|
|
The 49th Annual Meeting of the Association for Computational Linguistics: Human Language Technologies
Held at the Portland
Marriott Downtown Waterfront in
Portland, Oregon, USA, June 19-24, 2011
|
Formal and Empirical Grammatical InferencePRESENTERS: Jeffrey Heinz, Colin de la Higuera and Menno van Zaanen
ABSTRACT:
Computational linguistics (CL) often faces learning problems: what
algorithm takes as input some finite dataset, such as (annotated)
corpora, and outputs a system that behaves ``correctly'' on some task?
Data chunking, dependency parsing, named entity recognition,
part-of-speech tagging, semantic role labelling, and the more general
problem of deciding which out of all possible (structured) strings are
grammatical are all learning problems in this sense.

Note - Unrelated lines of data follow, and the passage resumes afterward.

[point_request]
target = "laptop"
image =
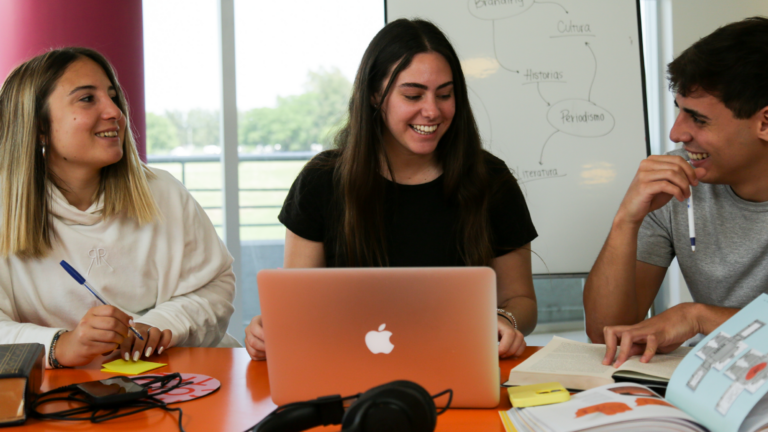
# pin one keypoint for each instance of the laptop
(345, 330)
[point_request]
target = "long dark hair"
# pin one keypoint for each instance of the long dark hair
(360, 143)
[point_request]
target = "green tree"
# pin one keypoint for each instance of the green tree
(300, 120)
(161, 134)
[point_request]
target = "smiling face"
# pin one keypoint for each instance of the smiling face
(87, 128)
(419, 107)
(728, 148)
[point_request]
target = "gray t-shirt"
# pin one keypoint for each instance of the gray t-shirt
(730, 265)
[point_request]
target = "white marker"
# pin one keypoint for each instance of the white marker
(691, 226)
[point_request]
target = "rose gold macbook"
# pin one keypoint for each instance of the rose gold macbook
(344, 331)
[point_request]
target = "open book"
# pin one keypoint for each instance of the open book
(721, 385)
(578, 366)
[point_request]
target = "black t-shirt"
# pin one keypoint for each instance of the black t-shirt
(419, 221)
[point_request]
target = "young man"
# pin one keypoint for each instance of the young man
(721, 85)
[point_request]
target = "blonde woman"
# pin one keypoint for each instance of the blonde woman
(73, 188)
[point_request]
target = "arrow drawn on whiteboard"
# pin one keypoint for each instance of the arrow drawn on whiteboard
(541, 157)
(566, 10)
(538, 87)
(487, 115)
(493, 24)
(589, 96)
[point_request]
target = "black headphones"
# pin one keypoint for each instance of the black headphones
(397, 406)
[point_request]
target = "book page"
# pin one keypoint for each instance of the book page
(625, 403)
(726, 374)
(567, 357)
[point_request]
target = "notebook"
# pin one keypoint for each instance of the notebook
(344, 331)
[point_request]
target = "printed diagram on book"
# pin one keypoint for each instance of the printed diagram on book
(749, 372)
(580, 116)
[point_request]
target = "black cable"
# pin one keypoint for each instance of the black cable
(450, 398)
(96, 413)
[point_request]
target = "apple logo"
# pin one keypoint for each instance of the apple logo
(378, 341)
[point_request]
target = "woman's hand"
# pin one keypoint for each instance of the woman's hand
(254, 339)
(101, 330)
(511, 340)
(155, 342)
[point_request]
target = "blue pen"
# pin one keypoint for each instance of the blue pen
(81, 280)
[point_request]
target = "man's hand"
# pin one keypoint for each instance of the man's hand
(658, 179)
(663, 334)
(254, 339)
(511, 342)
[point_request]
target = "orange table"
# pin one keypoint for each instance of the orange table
(242, 400)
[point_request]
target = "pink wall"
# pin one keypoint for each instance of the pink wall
(112, 27)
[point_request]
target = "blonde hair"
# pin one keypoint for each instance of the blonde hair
(26, 229)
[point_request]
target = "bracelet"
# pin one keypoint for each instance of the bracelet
(508, 315)
(52, 352)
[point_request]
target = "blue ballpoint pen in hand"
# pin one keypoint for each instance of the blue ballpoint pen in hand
(81, 280)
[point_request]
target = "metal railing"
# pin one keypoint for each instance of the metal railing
(263, 157)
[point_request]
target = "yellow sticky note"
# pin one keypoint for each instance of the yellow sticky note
(130, 368)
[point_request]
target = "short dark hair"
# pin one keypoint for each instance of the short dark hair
(730, 64)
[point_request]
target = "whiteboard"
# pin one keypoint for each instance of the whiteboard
(557, 90)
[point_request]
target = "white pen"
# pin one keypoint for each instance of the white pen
(691, 225)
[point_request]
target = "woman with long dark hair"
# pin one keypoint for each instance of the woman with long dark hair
(409, 183)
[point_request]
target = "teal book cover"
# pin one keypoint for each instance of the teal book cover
(722, 379)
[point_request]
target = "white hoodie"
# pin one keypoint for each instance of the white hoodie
(172, 274)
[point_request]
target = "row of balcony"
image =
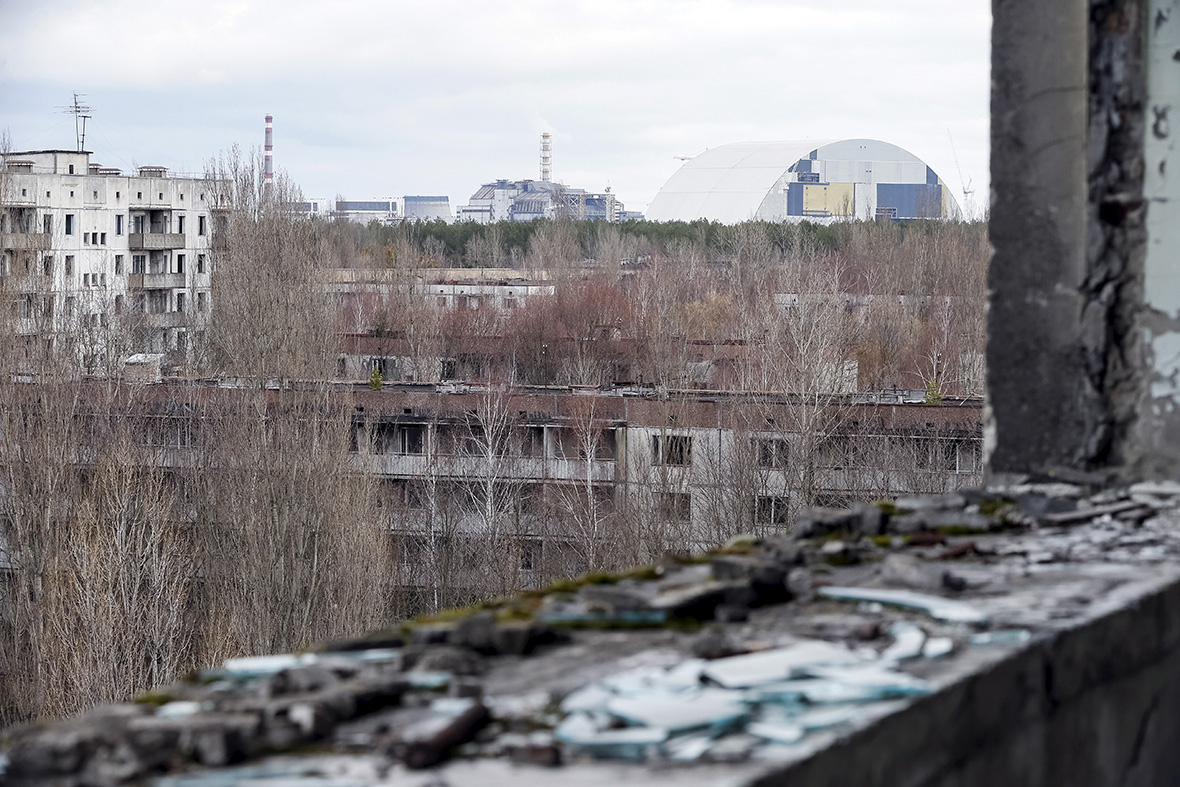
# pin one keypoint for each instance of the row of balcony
(565, 470)
(25, 241)
(155, 241)
(156, 281)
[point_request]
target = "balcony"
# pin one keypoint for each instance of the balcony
(155, 241)
(25, 241)
(156, 281)
(168, 320)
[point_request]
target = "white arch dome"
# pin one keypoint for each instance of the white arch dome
(793, 181)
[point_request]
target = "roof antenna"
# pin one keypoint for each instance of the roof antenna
(82, 113)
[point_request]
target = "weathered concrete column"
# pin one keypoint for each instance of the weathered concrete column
(1041, 404)
(1160, 422)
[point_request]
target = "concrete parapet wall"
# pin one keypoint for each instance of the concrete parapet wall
(1095, 704)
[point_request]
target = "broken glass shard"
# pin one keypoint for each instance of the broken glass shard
(1001, 637)
(942, 609)
(778, 664)
(688, 748)
(938, 647)
(677, 713)
(777, 732)
(908, 641)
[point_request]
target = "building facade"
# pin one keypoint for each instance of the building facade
(83, 246)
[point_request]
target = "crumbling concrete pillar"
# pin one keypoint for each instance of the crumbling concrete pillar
(1040, 404)
(1159, 434)
(1083, 355)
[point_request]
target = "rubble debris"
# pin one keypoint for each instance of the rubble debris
(774, 664)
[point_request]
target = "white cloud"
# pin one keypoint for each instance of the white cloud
(374, 97)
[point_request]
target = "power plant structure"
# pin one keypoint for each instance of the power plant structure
(807, 179)
(269, 155)
(525, 201)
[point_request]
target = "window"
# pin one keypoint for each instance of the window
(530, 553)
(675, 506)
(772, 510)
(772, 452)
(672, 450)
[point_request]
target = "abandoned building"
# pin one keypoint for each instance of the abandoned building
(84, 246)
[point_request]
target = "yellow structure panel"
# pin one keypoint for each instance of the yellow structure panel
(827, 198)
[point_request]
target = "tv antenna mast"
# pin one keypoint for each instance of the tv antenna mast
(82, 113)
(967, 188)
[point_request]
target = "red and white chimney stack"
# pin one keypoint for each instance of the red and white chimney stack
(269, 156)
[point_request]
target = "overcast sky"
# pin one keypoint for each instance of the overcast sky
(387, 97)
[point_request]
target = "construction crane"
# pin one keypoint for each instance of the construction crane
(82, 113)
(967, 188)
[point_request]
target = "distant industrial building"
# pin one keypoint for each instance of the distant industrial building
(386, 210)
(524, 201)
(808, 179)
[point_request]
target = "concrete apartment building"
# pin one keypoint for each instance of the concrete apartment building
(83, 246)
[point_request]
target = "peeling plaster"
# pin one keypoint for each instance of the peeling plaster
(1161, 269)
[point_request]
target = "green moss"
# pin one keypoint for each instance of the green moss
(742, 544)
(153, 697)
(959, 530)
(991, 506)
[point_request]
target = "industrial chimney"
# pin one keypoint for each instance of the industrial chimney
(544, 157)
(269, 157)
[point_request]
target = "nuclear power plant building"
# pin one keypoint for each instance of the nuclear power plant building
(810, 179)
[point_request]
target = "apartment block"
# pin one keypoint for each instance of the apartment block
(83, 246)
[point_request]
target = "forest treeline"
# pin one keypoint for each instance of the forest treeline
(682, 305)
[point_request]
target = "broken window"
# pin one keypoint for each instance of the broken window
(772, 510)
(772, 452)
(675, 506)
(672, 450)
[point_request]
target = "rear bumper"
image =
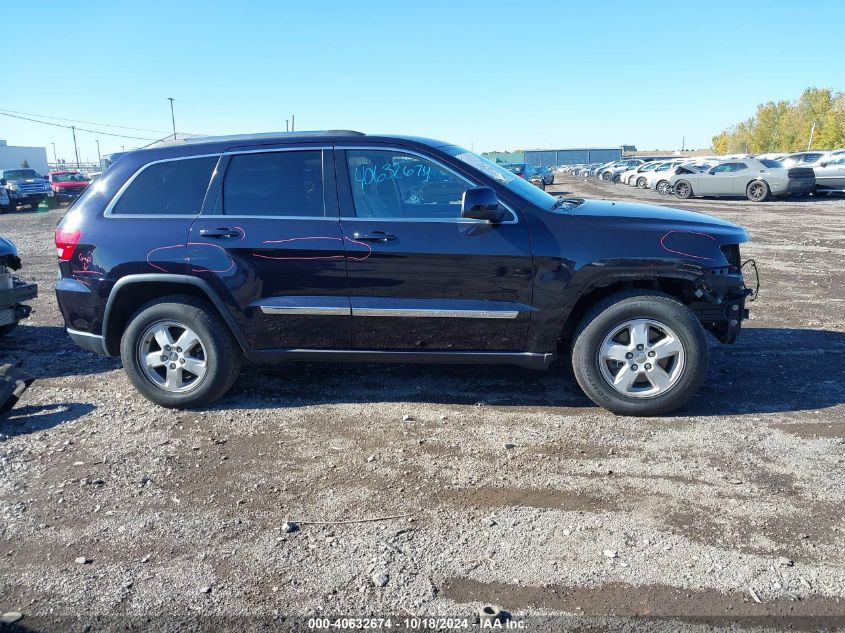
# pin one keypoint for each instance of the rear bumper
(801, 185)
(90, 342)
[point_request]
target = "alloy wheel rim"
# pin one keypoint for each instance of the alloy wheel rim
(641, 358)
(172, 356)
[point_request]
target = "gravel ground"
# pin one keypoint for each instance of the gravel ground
(507, 486)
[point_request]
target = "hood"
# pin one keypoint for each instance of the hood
(71, 184)
(630, 215)
(644, 231)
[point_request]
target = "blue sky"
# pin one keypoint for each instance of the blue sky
(491, 75)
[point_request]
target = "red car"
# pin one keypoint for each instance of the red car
(67, 185)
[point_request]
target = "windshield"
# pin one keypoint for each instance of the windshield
(20, 174)
(69, 177)
(520, 187)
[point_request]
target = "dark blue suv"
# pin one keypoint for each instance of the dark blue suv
(193, 256)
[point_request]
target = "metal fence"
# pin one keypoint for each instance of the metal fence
(555, 157)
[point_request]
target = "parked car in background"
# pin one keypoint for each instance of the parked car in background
(25, 187)
(611, 169)
(754, 179)
(67, 185)
(13, 291)
(547, 174)
(194, 256)
(658, 178)
(636, 176)
(830, 173)
(527, 172)
(5, 202)
(803, 159)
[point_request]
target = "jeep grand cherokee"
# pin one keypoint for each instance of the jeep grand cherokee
(192, 256)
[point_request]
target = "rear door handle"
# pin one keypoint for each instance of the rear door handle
(375, 236)
(219, 232)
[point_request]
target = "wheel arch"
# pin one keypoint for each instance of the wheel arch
(676, 287)
(136, 290)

The subfield of theoretical computer science known as grammatical
inference (GI) studies how grammars can be obtained from data.
Although there has been limited interaction between the fields of GI
and CL to date, research by the GI community directly impacts the
study of human language and in particular CL. The purpose of this
tutorial is to introduce GI to computational linguists.
This tutorial shows how the theories, algorithms, and models studied
by the GI community can benefit CL. Particular attention is paid to
both foundational issues (e.g. how learning ought to be defined),
which are relevant to all learning problems even those outside CL, and
issues specific to problems within CL. One theme that runs throughout
the tutorial is how properties of natural languages can be used to
reduce the instance space of the learning problem, which can lead to
provably correct learning solutions. E.g. some natural language
patterns are mildly context-sensitive (MCS), but many linguists agree
that not all MCS languages are possible natural languages. So instead
of trying to learn all MCS languages (or context-free, regular or
stochastic variants thereof), one approach is to try to define a
smaller problem space that better approximates natural languages.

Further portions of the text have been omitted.